As in Uccello’s painting, the fields in the background of Quinlan and Hastings’ graphite drawing rise up to meet the foreground; the landscapes in Arcadia are agricultural, cultivated by human ambition. For Quinlan and Hastings, agricultural land holds a double potential in creating images of the future; the landscape exists not only as a potentially utopian space, in line with a history of the commons, but also as a site of primitive accumulation that continues to perpetuate systems of class and compulsory heterosexuality, through specific notions of reproductive futurity. By placing queer and androgynous figures into these landscapes, such images of the future are brought into question.The past, present and future sit in tension in Quinlan and Hastings’ work; pride parades exist alongside the hostilities of WWII; temporally ambiguous skyscrapers penetrate feudal farmland; contemporary riot police populate a renaissance composition. In Spectres of The Atlantic, scholar Ian Baucom (synthesising the thoughts of Walter Benjamin and economist Giovanni Arrighi) writes “Time does not pass, it accumulates…” and this sentiment holds true in Quinlan and Hastings’ work, both in media and in content. Alongside the archive images and compositions that permeate Arcadia, Quinlan and Hastings’ practice enfolds processes drawing from antiquity – fresco, etching, egg tempera, the mosaics of their St James’ Park station commission – to interrogate histories of power, social injustice and the process of history itself.

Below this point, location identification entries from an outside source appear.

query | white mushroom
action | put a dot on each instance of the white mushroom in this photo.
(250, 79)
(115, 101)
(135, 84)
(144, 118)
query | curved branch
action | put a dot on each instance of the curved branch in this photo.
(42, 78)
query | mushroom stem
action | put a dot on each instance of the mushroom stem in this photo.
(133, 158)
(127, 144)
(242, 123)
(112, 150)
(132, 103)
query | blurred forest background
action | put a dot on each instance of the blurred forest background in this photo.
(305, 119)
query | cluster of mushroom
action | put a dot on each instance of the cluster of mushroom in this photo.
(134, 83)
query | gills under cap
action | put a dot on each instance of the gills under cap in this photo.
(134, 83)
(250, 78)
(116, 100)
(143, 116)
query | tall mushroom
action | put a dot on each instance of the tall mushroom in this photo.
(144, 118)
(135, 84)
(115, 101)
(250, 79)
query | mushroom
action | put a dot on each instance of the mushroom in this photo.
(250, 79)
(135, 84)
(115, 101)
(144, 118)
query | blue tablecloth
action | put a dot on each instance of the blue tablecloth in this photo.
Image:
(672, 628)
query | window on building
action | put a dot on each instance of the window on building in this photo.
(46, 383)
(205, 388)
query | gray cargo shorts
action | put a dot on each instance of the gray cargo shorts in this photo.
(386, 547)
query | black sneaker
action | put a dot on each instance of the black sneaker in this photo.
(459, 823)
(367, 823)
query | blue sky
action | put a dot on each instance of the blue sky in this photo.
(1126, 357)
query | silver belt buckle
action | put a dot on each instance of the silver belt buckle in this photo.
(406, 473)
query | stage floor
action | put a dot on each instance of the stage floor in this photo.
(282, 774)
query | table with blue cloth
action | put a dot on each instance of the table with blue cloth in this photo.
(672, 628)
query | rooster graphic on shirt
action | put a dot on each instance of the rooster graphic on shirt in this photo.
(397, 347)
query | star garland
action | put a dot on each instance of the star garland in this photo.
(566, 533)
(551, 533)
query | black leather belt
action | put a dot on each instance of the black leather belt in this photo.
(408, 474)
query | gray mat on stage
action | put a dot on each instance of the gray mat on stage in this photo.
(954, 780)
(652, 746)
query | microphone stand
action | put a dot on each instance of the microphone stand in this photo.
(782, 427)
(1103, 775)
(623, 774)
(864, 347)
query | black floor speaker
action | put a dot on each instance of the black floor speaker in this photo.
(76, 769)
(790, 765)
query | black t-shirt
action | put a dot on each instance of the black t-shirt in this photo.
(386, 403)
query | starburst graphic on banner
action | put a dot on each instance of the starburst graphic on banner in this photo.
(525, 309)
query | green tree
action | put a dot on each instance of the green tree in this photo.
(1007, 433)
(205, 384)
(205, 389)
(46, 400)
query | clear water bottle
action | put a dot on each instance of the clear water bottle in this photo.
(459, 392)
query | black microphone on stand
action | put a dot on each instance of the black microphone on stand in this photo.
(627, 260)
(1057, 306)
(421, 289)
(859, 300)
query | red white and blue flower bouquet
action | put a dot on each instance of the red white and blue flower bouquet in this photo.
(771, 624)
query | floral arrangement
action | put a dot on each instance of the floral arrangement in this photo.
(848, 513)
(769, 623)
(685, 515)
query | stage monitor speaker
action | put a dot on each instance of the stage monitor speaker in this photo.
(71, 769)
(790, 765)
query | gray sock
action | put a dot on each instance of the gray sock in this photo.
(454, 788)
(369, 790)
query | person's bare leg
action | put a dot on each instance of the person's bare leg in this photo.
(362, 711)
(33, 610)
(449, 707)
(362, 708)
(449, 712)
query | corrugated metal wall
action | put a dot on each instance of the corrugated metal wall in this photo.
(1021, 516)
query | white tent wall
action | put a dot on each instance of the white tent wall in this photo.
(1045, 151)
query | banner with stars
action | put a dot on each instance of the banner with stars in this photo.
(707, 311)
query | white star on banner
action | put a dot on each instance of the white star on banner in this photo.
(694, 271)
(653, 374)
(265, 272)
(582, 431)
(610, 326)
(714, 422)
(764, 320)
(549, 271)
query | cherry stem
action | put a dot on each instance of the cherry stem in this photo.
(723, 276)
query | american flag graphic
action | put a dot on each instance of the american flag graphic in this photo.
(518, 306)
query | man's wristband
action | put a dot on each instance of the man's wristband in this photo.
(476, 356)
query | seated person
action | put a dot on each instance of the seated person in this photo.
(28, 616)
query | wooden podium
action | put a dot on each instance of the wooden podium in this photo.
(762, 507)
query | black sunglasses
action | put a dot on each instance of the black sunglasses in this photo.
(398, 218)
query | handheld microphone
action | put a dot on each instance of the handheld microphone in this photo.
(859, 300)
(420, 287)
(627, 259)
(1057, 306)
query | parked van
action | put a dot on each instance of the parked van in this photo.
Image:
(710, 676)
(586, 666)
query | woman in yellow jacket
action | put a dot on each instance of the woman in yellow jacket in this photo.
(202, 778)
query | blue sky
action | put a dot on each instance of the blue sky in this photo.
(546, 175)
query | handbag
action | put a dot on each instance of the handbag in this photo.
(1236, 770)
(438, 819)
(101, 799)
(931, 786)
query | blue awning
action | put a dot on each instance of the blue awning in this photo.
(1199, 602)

Hannah Quinlan & Rosie Hastings (b. 1991, Newcastle, London) are a London-based artist duo known for their exploration of queer identity, urban spaces, and the politics of sexuality. Recent solo exhibitions include at Arcadia Missa, London; Eden Eden/Galerie Isabella Bortolozzi, Berlin (2024); Maison Populaire, Montreuil; Kunsthall Stavanger, Stavanger; Huset For Kunst & Design, Holstebro (2023); Tate Modern, London; Kunsthalle Osnabrück (2022); Mostyn, Llandudno; Humber Street Gallery, Hull (2020); and Queer Thoughts, New York (2018). Selected group exhibitions include at Vanderbilt University Museum of Art, Nashville; Yutaka Kikutake Gallery, Tokyo; Hauser & Wirth Somerset, Bruton (2024); Herbert Art Gallery & Museum, Coventry (2023); High Art, Arles (2022); Pinchuk Art Centre, Kiev; Circa, London, Seoul, and Tokyo; The Eva Biennial, Limerick (2021); Hayward Gallery, London; Whitechapel Gallery, London (2019); The Cruising Pavilion, Venice 16th Architecture Biennale (2018). Selected performances include ICA, London; Centre Pompidou, Paris; Southbank Centre, London (2019). Hannah Quinlan & Rosie Hasting’s work is in major public collections including British Museum, London; British Council Collection, London; Government Art Collection, London; Hepworth Wakefield, Wakefield; The Fitzwilliam Museum, Cambridge; The Box, Plymouth; David Roberts Art Foundation, London; Walker Art Gallery, Liverpool; Deutsche Bank Collection, Berlin.